Example Interpretation

Correlation Graph

Imagine your portfolio contains five assets:

  • AAPL (Apple), MSFT (Microsoft), GOOGL (Google): These assets are tightly connected, indicating similar behavior.
  • AMZN (Amazon): Fewer connections suggest it’s less correlated, providing some diversification.
  • TSLA (Tesla): An isolated node shows it moves independently of the other assets, which is great for diversification.

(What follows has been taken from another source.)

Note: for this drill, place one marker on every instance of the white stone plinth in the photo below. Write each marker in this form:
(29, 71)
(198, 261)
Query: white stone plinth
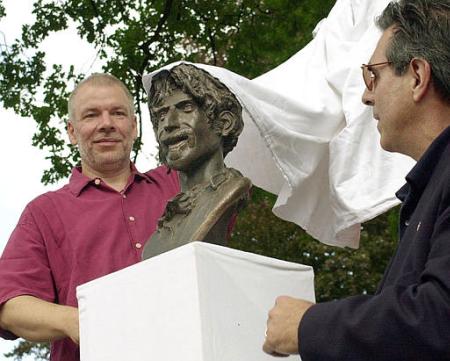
(199, 302)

This graph suggests your portfolio might be overly concentrated in tech stocks (AAPL, MSFT, GOOGL). Adding less connected assets like TSLA or stocks from different sectors could improve diversification.

Eigenvalue Plot

– **Small Eigenvalues:** Suggest independent clusters or unconnected assets, which indicate good diversification.
– **Large Eigenvalues:** Show highly connected clusters, which could lead to systemic risks if those clusters dominate the portfolio.

Key Takeaways

  • Correlation Graph: Visualize relationships between assets and identify clusters or sectors dominating your portfolio.
  • Eigenvalue Plot: Quantify the degree of diversification and connectivity in your portfolio to manage risks effectively.

By combining these tools, you can build a well-diversified portfolio, reduce concentration risks, and understand how assets interact in your investments. These insights help you make more informed and strategic financial decisions.